PicturedRocks–Single Cell RNA-seq Analysis Tool

Build Status Documentation Status

PicturedRocks is a python package that implements information-theoretic feature selection algorithms for scRNA-seq analysis.

Installing

Please ensure you have Python 3.6 or newer and have numba and scikit-learn installed. The best way to get Python and various dependencies is with Anaconda or Miniconda. Once you have a conda environment, run conda install numba scikit-learn. Then use pip to install PicturedRocks and all additional dependencies:

pip install picturedrocks

To install the latest code from github, clone our github repository. Once inside the project directory, instal by running pip install -e .. The -e option will point a symbolic link to the current directory instead of installing a copy on your system.

Feature Selection Tutorial

In this Jupyter notebook, we’ll walk through the information-theoretic feature selection algorithms in PicturedRocks.

[1]:
import numpy as np
import scanpy.api as sc
import picturedrocks as pr
[2]:
adata = sc.datasets.paul15()
WARNING: In Scanpy 0.*, this returned logarithmized data. Now it returns non-logarithmized data.
... storing 'paul15_clusters' as categorical
[3]:
adata
[3]:
AnnData object with n_obs × n_vars = 2730 × 3451
    obs: 'paul15_clusters'
    uns: 'iroot'

The process_clusts method copies the cluster column and precomputes various indices, etc. If you have multiple columns that can be used as target labels (e.g., different treatments, clusters via different clustering algorithms or parameters, or demographics), this sets and processes the given columns as the one we’re currently examining.

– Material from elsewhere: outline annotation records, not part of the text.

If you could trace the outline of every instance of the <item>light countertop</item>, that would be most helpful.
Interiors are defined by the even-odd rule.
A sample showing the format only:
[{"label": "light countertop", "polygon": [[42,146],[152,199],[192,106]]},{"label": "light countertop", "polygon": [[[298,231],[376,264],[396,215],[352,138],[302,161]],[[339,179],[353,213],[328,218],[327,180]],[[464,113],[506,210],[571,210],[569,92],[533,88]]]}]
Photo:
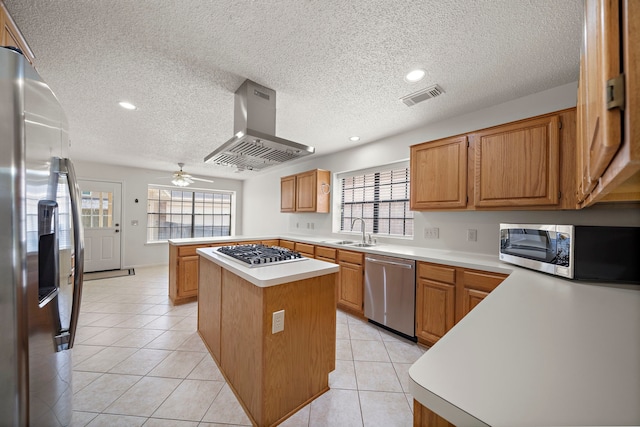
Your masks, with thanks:
[{"label": "light countertop", "polygon": [[337,273],[340,269],[337,264],[310,258],[263,267],[246,267],[239,261],[218,254],[216,248],[200,248],[197,253],[261,288]]},{"label": "light countertop", "polygon": [[409,377],[458,427],[640,425],[640,288],[514,267]]}]

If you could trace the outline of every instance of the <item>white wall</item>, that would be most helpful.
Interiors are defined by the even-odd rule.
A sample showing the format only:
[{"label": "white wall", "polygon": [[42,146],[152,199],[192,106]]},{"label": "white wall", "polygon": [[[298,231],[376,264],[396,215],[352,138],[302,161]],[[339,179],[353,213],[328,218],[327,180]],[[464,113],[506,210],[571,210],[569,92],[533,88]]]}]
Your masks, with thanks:
[{"label": "white wall", "polygon": [[[147,244],[147,185],[170,185],[171,173],[83,161],[74,161],[74,165],[79,180],[122,183],[122,268],[167,264],[168,244]],[[213,183],[197,182],[189,188],[235,191],[237,213],[235,234],[242,234],[242,187],[242,181],[215,178]],[[135,199],[138,199],[138,203]],[[131,225],[131,221],[134,220],[138,221],[138,226]]]},{"label": "white wall", "polygon": [[[268,173],[248,178],[243,188],[246,207],[243,211],[244,232],[247,235],[284,232],[339,237],[338,234],[332,235],[332,214],[280,212],[281,176],[315,168],[327,169],[335,174],[408,159],[409,146],[413,144],[574,107],[576,89],[577,83],[563,85],[384,140],[356,146],[337,154],[321,157],[311,155],[303,161],[288,163]],[[347,137],[348,135],[345,135],[345,144],[348,144]],[[304,141],[300,142],[304,143]],[[333,203],[335,202],[334,200]],[[379,240],[436,249],[496,254],[500,222],[640,226],[640,209],[638,205],[616,205],[562,212],[416,212],[416,235],[413,239],[381,238]],[[310,228],[311,226],[313,229]],[[440,238],[424,239],[425,227],[438,227]],[[466,241],[468,228],[478,231],[476,242]]]}]

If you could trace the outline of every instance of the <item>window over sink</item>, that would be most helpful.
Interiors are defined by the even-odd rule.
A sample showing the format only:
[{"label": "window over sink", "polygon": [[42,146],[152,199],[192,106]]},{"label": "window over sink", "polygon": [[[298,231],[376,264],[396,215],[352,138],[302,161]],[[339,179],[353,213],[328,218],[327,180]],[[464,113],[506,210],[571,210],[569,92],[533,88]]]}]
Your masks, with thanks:
[{"label": "window over sink", "polygon": [[230,236],[235,193],[149,185],[147,242],[191,237]]},{"label": "window over sink", "polygon": [[[340,231],[351,231],[362,218],[365,232],[382,236],[413,236],[413,212],[409,209],[409,162],[340,173]],[[360,224],[354,231],[360,231]]]}]

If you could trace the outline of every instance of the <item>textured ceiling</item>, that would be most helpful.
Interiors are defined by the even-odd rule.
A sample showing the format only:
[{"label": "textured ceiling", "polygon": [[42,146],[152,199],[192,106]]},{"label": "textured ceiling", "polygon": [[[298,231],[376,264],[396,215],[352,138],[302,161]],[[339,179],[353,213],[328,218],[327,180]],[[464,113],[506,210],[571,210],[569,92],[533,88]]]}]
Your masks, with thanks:
[{"label": "textured ceiling", "polygon": [[[582,0],[5,4],[67,112],[72,156],[167,172],[255,176],[203,163],[231,138],[247,78],[276,91],[276,135],[315,156],[578,79]],[[415,67],[426,78],[409,84]],[[399,100],[436,83],[437,98]]]}]

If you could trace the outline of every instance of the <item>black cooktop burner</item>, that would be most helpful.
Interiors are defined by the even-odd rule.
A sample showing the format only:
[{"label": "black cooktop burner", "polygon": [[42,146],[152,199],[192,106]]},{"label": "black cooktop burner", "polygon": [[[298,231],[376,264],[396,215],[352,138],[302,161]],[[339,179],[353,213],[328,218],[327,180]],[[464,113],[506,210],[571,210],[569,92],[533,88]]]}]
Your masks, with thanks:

This is necessary for supervised analysis and visualization tools in PicturedRocks that use cluster labels.

[4]:
pr.read.process_clusts(adata, "paul15_clusters")
[4]:
AnnData object with n_obs × n_vars = 2730 × 3451
    obs: 'paul15_clusters', 'clust', 'y'
    uns: 'iroot', 'num_clusts', 'clusterindices'

Normalize per cell and log transform the data

[5]:
sc.pp.normalize_per_cell(adata)
[6]:
sc.pp.log1p(adata)

The make_infoset method creates a SparseInformationSet object with a discretized version of the data matrix. It is useful to have only a small number of discrete states that each gene can take so that entropy is a reasonable measurement. By default, make_infoset performs an adaptive transform that we call a recursive quantile transform. This is implemented in pr.markers.mutualinformation.infoset.quantile_discretize. If you have a different discretization transformation, you can pass a transformed matrix directly to SparseInformationSet.

[7]:
infoset = pr.markers.makeinfoset(adata, True)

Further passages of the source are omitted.